The United States of America is denying a report on Iranian state TV that Tehran has reached a deal with Britain and Washington to free prisoners with Western ties in exchange for billions of dollars in new economic aid.
United States officials said a deal to revive a nuclear accord with Iran and ease sanctions is not imminent and separately denied an Iranian report on an impending prisoner swap.
Jake Sullivan, National Security Adviser, said on ABC’s program ‘This Week’ on May 2 that the short answer is there is no deal. He said United States’ diplomats would keep working at that over the coming weeks to arrive at a mutual return to the atomic agreement within guidance laid out by the American President.
Ned Price, State Department spokesman, said that reports that a prisoner swap deal has been reached aren’t accurate. As they have said, they always raise the cases of American people detained or missing in Iran. They wouldn’t stop until they can reunite them with their families.
World powers, led by the EU and including China and Russia, are seeking to broker an Iran-American deal to revive the accord abandoned by former US President Trump in 2018. Mr.
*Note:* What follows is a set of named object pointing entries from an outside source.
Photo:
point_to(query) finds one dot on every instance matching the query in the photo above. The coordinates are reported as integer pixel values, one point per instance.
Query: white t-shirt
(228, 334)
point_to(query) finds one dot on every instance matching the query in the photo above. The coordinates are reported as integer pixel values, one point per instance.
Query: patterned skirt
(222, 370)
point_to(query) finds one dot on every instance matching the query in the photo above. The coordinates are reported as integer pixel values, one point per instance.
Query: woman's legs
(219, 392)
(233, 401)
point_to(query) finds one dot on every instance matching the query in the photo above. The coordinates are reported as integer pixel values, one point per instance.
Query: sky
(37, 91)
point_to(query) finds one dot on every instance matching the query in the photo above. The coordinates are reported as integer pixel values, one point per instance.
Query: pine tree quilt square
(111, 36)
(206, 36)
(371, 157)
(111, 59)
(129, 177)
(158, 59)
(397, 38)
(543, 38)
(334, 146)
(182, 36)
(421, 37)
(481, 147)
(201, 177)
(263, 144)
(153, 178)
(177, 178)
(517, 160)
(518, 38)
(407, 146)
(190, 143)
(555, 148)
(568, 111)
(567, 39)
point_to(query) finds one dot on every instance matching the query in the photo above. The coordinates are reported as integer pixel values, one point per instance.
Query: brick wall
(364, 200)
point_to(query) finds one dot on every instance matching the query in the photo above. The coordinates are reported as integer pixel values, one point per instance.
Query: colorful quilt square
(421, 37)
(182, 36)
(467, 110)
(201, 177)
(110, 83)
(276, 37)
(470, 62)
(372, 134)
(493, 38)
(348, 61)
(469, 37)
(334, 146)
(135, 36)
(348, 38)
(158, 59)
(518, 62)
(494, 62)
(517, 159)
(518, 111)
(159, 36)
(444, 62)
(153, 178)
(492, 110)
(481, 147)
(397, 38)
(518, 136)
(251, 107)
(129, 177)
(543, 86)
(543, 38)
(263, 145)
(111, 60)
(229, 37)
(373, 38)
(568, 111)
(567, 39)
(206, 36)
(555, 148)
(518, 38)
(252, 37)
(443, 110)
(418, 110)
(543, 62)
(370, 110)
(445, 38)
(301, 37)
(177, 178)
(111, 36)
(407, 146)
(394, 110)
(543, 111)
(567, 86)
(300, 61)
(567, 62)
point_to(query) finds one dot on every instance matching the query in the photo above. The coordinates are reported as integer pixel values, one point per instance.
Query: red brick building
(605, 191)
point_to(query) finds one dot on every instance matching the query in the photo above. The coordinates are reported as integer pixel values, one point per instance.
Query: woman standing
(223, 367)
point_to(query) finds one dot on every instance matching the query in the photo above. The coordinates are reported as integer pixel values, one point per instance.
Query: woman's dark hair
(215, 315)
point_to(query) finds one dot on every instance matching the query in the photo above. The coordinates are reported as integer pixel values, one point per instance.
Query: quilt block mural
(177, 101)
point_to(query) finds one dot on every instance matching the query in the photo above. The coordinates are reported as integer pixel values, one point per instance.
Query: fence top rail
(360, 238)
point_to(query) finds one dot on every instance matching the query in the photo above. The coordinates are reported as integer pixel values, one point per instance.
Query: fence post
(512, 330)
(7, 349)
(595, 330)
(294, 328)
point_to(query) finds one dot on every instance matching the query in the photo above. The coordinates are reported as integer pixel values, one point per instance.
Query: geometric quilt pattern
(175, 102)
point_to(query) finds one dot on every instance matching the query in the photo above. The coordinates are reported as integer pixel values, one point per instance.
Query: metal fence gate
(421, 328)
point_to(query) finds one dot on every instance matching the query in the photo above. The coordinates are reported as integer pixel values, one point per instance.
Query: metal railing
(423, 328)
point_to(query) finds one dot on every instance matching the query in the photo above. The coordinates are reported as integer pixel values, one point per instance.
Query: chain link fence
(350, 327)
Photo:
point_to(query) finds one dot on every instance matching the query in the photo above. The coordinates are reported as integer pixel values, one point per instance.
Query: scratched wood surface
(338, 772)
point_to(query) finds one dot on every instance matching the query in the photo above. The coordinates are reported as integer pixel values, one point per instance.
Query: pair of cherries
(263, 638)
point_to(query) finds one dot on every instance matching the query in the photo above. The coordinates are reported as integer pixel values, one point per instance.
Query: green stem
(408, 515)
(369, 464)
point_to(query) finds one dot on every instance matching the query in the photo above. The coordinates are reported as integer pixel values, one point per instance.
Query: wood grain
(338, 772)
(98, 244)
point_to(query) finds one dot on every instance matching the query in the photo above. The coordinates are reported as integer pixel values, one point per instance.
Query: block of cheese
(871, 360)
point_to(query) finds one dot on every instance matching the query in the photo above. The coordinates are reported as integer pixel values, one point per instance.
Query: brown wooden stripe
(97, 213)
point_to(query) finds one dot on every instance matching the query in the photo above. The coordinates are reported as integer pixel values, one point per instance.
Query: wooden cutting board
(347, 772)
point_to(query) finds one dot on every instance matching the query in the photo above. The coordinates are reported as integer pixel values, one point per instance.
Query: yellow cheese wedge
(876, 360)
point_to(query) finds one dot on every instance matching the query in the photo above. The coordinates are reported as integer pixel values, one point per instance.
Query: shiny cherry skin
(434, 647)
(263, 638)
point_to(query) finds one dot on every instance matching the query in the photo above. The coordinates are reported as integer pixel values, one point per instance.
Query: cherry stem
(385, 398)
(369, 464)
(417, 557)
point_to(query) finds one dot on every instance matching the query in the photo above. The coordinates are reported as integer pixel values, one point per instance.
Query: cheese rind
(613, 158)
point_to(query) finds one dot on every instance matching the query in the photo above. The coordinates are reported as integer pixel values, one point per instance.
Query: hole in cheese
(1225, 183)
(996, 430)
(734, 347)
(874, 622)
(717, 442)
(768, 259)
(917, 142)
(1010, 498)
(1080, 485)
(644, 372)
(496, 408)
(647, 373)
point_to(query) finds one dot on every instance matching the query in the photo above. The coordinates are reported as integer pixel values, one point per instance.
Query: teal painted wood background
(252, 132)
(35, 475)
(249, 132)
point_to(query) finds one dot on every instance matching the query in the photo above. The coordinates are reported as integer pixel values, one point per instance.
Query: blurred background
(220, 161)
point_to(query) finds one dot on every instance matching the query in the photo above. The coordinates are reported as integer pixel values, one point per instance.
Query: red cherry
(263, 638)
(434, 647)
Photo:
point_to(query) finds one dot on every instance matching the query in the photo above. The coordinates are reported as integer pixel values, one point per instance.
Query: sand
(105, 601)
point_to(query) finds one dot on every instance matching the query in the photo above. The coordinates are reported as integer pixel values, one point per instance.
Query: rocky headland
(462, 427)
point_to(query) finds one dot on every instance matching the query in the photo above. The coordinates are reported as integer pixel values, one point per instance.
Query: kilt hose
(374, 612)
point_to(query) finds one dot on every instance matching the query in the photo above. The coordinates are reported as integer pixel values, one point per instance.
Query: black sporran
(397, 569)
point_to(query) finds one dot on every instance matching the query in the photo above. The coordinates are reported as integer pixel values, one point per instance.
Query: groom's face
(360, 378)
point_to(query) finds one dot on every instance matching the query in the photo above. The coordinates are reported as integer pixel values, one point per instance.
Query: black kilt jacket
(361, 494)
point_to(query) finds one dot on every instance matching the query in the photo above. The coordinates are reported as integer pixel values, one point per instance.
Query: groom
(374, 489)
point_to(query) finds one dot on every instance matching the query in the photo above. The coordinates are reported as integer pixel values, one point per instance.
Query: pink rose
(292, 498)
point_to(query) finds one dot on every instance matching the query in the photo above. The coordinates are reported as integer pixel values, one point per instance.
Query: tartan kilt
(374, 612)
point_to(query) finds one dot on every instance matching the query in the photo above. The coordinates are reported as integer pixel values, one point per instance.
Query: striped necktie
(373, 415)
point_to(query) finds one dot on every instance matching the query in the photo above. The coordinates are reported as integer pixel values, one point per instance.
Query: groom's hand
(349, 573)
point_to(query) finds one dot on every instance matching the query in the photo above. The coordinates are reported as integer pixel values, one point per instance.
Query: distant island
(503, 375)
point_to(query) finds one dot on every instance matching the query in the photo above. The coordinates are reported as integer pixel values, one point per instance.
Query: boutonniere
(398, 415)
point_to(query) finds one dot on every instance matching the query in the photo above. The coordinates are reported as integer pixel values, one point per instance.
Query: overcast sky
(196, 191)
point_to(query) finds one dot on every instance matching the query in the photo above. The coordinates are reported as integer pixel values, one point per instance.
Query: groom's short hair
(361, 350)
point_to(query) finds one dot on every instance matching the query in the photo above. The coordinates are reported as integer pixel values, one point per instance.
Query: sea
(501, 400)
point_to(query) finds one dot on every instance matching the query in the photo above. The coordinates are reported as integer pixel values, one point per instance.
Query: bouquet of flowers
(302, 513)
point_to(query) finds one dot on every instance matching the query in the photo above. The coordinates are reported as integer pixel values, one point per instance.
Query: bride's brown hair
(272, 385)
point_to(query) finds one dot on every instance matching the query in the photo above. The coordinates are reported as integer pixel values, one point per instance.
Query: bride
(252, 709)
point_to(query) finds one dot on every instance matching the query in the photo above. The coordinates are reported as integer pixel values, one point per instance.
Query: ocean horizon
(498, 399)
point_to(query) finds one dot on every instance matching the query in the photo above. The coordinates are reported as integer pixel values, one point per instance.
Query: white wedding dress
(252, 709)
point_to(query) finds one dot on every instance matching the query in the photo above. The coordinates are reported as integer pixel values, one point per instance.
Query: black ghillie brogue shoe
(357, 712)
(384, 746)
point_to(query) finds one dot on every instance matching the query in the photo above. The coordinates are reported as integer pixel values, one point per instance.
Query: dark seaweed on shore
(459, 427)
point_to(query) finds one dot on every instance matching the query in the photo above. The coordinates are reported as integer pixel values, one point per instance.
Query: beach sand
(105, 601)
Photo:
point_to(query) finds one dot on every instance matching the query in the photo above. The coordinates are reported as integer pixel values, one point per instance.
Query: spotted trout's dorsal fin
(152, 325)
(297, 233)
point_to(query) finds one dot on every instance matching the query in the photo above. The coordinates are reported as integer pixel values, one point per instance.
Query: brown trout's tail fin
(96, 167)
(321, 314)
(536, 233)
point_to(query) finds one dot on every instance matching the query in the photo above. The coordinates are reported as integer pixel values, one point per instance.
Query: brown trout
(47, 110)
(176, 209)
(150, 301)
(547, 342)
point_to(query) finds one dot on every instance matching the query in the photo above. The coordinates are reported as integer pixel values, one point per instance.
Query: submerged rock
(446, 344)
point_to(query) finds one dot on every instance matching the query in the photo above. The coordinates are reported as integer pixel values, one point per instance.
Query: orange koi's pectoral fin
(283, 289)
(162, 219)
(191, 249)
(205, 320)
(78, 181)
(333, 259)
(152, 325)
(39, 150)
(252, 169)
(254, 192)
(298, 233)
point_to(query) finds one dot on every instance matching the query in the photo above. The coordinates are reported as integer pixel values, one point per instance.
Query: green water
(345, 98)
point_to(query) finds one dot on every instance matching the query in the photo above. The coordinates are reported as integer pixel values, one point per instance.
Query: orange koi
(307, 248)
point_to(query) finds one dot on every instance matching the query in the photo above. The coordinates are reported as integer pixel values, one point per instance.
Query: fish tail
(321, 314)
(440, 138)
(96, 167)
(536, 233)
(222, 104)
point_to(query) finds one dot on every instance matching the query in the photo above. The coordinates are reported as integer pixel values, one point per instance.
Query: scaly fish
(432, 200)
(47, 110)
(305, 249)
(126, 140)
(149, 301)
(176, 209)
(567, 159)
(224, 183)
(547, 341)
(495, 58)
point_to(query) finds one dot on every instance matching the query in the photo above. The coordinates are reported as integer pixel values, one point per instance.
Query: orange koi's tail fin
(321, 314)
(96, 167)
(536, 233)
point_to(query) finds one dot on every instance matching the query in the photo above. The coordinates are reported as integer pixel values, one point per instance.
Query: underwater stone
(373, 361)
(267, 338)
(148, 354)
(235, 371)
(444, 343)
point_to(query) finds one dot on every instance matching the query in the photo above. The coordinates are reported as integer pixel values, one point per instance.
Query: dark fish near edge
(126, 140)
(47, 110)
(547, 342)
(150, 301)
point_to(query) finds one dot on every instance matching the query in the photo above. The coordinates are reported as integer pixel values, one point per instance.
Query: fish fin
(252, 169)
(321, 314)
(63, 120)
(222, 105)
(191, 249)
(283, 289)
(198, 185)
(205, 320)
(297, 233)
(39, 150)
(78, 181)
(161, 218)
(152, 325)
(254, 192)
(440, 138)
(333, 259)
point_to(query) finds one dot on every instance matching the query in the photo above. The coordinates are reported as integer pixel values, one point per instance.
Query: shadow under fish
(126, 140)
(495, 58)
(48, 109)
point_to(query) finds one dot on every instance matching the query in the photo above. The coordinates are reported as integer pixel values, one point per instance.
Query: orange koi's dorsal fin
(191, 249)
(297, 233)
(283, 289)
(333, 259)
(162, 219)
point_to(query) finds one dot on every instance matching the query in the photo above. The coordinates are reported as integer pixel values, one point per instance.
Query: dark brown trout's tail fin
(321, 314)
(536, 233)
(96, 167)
Sullivan rejected comments on May 1 by Abbas Araghchi, Iranian Deputy Foreign Minister, that there is an agreement to lift sanctions on most individuals and Iran’s energy, financial, auto, port industries, and insurance.
Ronald Alan Klain, White House Chief of Staff, also denied the Iranian report on CBS News’s ‘Face the Nation’ show, saying that there is no agreement to release those four Americans. They’re working very hard to get them released.
Britain agreed to pay 552M dollars for the release of Nazanin Zaghari-Ratcliffe
Iranian state television quoted a source saying that the Americans accepted to pay 7 billion dollars and swap 4 Iranians who were active in bypassing sanctions for 4 American spies who have served part of their sentences.
Tehran is known to hold four Americans in prison, including Siamak Namazi and Baquer, Iranian-American businessman Emad Shargi and environmentalist Morad Tahbaz. The state Television report didn’t name the Iranians that Tehran wished to have repatriated in the swap.
In addition, the report quoted the source as saying Britain had agreed to pay 552 million dollars for the release of Nazanin Zaghari-Ratcliffe, a British-Iranian woman.
The British Foreign Office stated the country continues to explore possibilities to resolve the case. Moreover, it added that they wouldn’t discuss further as legal negotiations are ongoing.
Last week, her lawyer said that Zaghari-Ratcliffe was sentenced to an additional year in prison for participating in a movement in front of the Iranian embassy in London in 2009.
And the new sentence came after she completed a 5-year prison term in Iran on her conviction for plotting to overthrow Iran’s administration, a charge that she has refused.
She was employed at the news agency’s charitable arm, Thomson Reuters Foundation, when she was taken into custody at the Tehran airport in April 2016. She was turning home to Britain after visiting family.
The Iranian hostages-for-cash report came because of recent indirect talks in Vienna between Iran and America over President Biden’s effort to rejoin the 2015 international compact with Tehran to curb Iran’s program to build a nuclear warhead. US President’s immediate predecessor, Trump, withdrew from the agreement in May 2018.
Tehran says its nuclear armaments program is for peaceful purposes but has recently increased its uranium enrichment.